Beni pubblici e beni collettivi
Il presente saggio, muovendo dal risalente dibattito dottrinale in materia di beni pubblici e collettivi, analizza la più recente giurisprudenza delle Corti apicali: in particolare, viene qui considerata la sentenza 11.5. 2017, n. 103, con cui il Giudice delle leggi ha dichiarato l’illegittimità costituzionale parziale della l. reg. Sardegna, 11.4.2016, n. 5, con riferimento alle modalità di sclassificazione dei cd. “usi civici”. Tenendo conto, seppur implicitamente, della presa di posizione delle S.U. civili della Corte di cassazione del 2011, la Consulta formula con questa sua sentenza una lettura nuova dei beni pubblici e collettivi, in una prospettiva costituzionalmente orientata. Il lavoro analizza, inoltre, le ipotesi di riforma legislativa della materia, a partire dal disegno di legge delega elaborato dalla “Commissione Rodotà” del 2007, evidenziandone tuttavia i limiti, con specifico riferimento alla tutela dei beni collettivi.
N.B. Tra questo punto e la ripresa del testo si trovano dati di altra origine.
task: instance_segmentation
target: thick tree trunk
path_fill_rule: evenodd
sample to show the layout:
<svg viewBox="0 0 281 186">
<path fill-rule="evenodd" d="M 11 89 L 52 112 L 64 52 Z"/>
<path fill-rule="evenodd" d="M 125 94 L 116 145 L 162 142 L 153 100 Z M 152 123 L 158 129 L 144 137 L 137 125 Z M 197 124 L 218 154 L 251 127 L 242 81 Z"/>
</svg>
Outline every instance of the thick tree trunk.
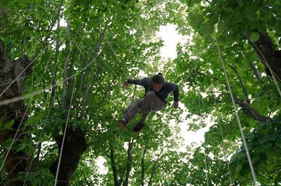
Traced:
<svg viewBox="0 0 281 186">
<path fill-rule="evenodd" d="M 59 152 L 61 150 L 63 136 L 57 139 Z M 57 185 L 69 185 L 80 157 L 86 149 L 85 134 L 79 129 L 67 129 L 65 143 L 58 173 Z M 55 176 L 58 158 L 50 167 L 50 172 Z"/>
<path fill-rule="evenodd" d="M 0 41 L 0 82 L 6 83 L 0 87 L 0 101 L 10 99 L 22 96 L 25 79 L 32 72 L 32 64 L 26 56 L 18 59 L 11 63 Z M 17 80 L 15 80 L 15 78 Z M 12 83 L 13 82 L 13 83 Z M 12 84 L 11 84 L 12 83 Z M 8 131 L 2 131 L 0 134 L 0 144 L 6 140 L 14 138 L 17 130 L 21 130 L 27 120 L 27 108 L 23 100 L 0 106 L 0 122 L 2 124 L 14 120 L 13 128 Z M 22 138 L 23 135 L 17 135 L 17 138 Z M 17 141 L 15 141 L 14 144 Z M 6 150 L 4 156 L 5 168 L 9 179 L 17 178 L 20 171 L 25 171 L 29 163 L 29 158 L 22 151 L 14 152 Z M 23 158 L 25 157 L 25 158 Z M 12 185 L 22 185 L 17 181 L 11 183 Z"/>
<path fill-rule="evenodd" d="M 255 42 L 254 49 L 265 65 L 267 62 L 277 80 L 281 80 L 281 52 L 276 50 L 273 42 L 266 33 L 259 33 L 259 39 Z M 257 48 L 255 48 L 255 47 Z M 267 71 L 268 73 L 268 71 Z M 269 72 L 270 73 L 270 72 Z M 272 76 L 272 75 L 271 75 Z"/>
</svg>

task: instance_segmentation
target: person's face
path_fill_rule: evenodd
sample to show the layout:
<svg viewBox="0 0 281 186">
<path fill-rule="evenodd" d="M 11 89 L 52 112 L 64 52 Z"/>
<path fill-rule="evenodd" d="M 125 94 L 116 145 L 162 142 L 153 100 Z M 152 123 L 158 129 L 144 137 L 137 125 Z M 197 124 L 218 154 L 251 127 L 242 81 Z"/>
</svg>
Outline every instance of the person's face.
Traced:
<svg viewBox="0 0 281 186">
<path fill-rule="evenodd" d="M 158 92 L 163 87 L 163 84 L 159 83 L 153 83 L 153 90 L 156 92 Z"/>
</svg>

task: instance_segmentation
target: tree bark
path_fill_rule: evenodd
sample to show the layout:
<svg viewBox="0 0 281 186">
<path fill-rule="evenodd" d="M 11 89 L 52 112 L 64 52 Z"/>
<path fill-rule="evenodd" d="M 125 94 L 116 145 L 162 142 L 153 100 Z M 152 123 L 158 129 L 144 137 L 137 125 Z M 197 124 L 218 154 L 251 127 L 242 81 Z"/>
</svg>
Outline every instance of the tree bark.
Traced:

Per beni pubblici devono intendersi l’insieme delle cose, giuridicamente concepite, tanto mobili quanto immobili, appartenenti allo Stato ovvero ad altro ente pubblico (a qualsiasi titolo, purché esso sia sufficiente a garantirne godimento e disponibilità all’ente di riferimento), ma anche ad una comunità di persone individuate o comunque facilmente individuabili, in ragione non soltanto delle caratteristiche naturali intrinseche dei beni, ma anche della loro funzione e della loro rilevanza sociale1. Come è possibile desumere da questa definizione, i beni collettivi altro non sono che una particolare species di beni pubblici: i cd. “usi civici”, al riguardo, ne costituiscono la tipologia forse più nota e diffusa, anche perché più risalente nel tempo2. Per uso civico deve qui intendersi quel diritto che spetta a tutti coloro che fanno parte di una determinata comunità, ovvero alla collettività individuata e/o individuabile nel suo complesso, di godere di determinati beni immobili appartenenti ad un ente pubblico (di norma il demanio)3. Si parla, in questo caso, di “uso” perché il diritto in questione consiste e si manifesta in attività relative al godimento di un determinato bene, mentre si aggiunge l’aggettivo “civico” per indicare come questo diritto di godimento spetti ai componenti delle collettività di riferimento uti cives4.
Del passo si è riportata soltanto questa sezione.